Bitcoin is reacted as expected The conflict between the United States and Iran continues a pattern that has always been present during previous geopolitical escalations. Cryptocurrency prices are digesting the latest developments and analysts are comparing the current price structure to similar moments in 2022 and 2023 when Bitcoin first sold off before embarking on a strong recovery.
War headlines and 20-40% rally pattern
Recent geopolitical tensions We are already facing a vulnerable time. For the cryptocurrency market. Bitcoin is already down 48% from its all-time high and is set to close its fifth consecutive red monthly candle. The major cryptocurrency has also had its worst start to the first two months, falling 24% since January. February ended 14.8% below its opening price, making it the third worst February in Bitcoin history.
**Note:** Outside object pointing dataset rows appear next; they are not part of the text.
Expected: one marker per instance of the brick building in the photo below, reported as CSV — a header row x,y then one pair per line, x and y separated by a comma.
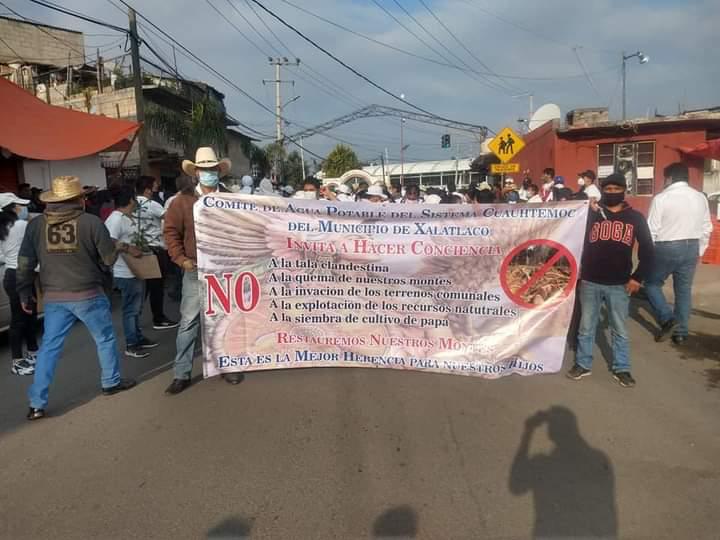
x,y
639,148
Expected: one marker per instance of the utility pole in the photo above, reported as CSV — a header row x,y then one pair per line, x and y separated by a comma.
x,y
139,103
302,157
277,62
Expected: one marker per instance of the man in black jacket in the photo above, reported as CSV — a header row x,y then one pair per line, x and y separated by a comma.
x,y
607,276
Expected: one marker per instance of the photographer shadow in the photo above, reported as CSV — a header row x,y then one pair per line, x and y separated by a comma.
x,y
573,486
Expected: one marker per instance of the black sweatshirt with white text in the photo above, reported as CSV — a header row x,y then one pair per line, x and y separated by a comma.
x,y
609,240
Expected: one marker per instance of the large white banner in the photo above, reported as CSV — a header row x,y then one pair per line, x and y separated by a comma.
x,y
483,290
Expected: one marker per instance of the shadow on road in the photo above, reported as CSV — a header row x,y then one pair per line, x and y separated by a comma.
x,y
573,486
397,522
234,528
700,346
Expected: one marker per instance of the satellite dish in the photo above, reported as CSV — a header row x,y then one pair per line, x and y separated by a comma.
x,y
544,114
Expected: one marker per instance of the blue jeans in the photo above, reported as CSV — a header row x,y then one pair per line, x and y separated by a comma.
x,y
678,259
59,319
189,325
592,296
133,293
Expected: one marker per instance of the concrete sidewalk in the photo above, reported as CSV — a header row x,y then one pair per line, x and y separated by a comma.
x,y
368,453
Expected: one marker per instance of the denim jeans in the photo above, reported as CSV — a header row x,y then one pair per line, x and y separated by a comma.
x,y
592,296
59,319
133,293
189,325
678,259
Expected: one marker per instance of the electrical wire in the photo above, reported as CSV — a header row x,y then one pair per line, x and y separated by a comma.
x,y
431,60
338,60
460,42
484,80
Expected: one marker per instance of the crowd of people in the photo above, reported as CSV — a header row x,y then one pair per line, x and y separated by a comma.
x,y
83,244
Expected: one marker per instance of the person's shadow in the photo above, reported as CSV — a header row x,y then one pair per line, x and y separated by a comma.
x,y
573,486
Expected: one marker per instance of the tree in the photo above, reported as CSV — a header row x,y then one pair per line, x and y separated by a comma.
x,y
339,161
202,125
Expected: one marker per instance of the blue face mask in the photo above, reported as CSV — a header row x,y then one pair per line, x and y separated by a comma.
x,y
209,178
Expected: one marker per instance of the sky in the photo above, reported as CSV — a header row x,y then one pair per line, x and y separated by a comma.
x,y
561,51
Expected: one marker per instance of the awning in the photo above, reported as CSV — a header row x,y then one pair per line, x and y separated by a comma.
x,y
33,129
708,149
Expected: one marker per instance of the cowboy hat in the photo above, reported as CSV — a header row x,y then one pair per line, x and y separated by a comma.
x,y
205,158
64,188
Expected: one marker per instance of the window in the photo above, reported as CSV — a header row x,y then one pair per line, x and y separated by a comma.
x,y
635,160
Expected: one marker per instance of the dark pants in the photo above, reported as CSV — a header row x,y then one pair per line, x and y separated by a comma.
x,y
156,287
22,325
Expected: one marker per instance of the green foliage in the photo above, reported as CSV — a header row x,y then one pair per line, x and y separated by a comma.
x,y
203,125
339,161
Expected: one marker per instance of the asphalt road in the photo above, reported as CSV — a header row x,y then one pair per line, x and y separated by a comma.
x,y
369,453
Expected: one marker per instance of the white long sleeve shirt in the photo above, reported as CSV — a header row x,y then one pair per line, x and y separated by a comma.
x,y
680,212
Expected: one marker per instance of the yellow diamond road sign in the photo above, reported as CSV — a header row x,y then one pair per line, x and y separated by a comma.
x,y
506,145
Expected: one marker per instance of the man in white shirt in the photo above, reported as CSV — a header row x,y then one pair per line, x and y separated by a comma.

The only weak February was in 2025, when Bitcoin closed 17.5% below the open, and in 2014, when the monthly close was 33% below the open.
Cryptocurrency analyst Ted Pillows Weekly chart shared Describes how Bitcoin has behaved during previous diplomatic escalations. When Russia attacked Ukraine in February 2022, Bitcoin fell and then rose about 40% in the months following. After Israel attacked Iran in June 2025, Bitcoin was initially sold off again, but later recovered about 25%.
Now, following the US attack on Iran on Saturday, Bitcoin has once again reacted downwards. The question Pillows raises is whether the same post-shock recovery pattern will reemerge.

Bitcoin price chart. Source: @TedPillows On
Another analyst, Sherlock, Focus on short-term responses. He pointed out that in the past when the United States or Israel attacked Iran, Bitcoin typically plummeted over the weekend and recovered within 24 to 48 hours.
After Iran attacked Israel in April 2024, Bitcoin fell 8% overnight and recovered within two days. In October 2024, a 3% decline was erased within 24 hours.
A 6% drop in June 2025 due to the US strike was recovered by Sunday, before rising 62% over the next two months to a record high in October. Interestingly, the initial decline in each case occurred before traditional financial markets reopened.
The market has already corrected significantly
It is important to note that the current setup is different from previous episodes, as Bitcoin has already seen a strong rally during the geopolitical shocks of 2025. Today’s market structure looks very different. Bitcoin has been in a downward trend for a long time. For 5 months.
Bitcoin’s weekly RSI is currently It is the lowest level in history. Fear and greed indices were also released. Extreme fear for 22 consecutive days. Additionally, leveraged positions have decreased significantly. Public concern about low readings.
In previous cases, panic selling followed geopolitical events themselves. However, this time most of the forced sales and deleveraging appear to have occurred before the strike. Following these warnings, most weak hands have been kicked out and excessive leverage has already been eliminated. Therefore, Bitcoin may not be able to sustain its long-term downtrend due to tensions and may stabilize sooner than in previous episodes.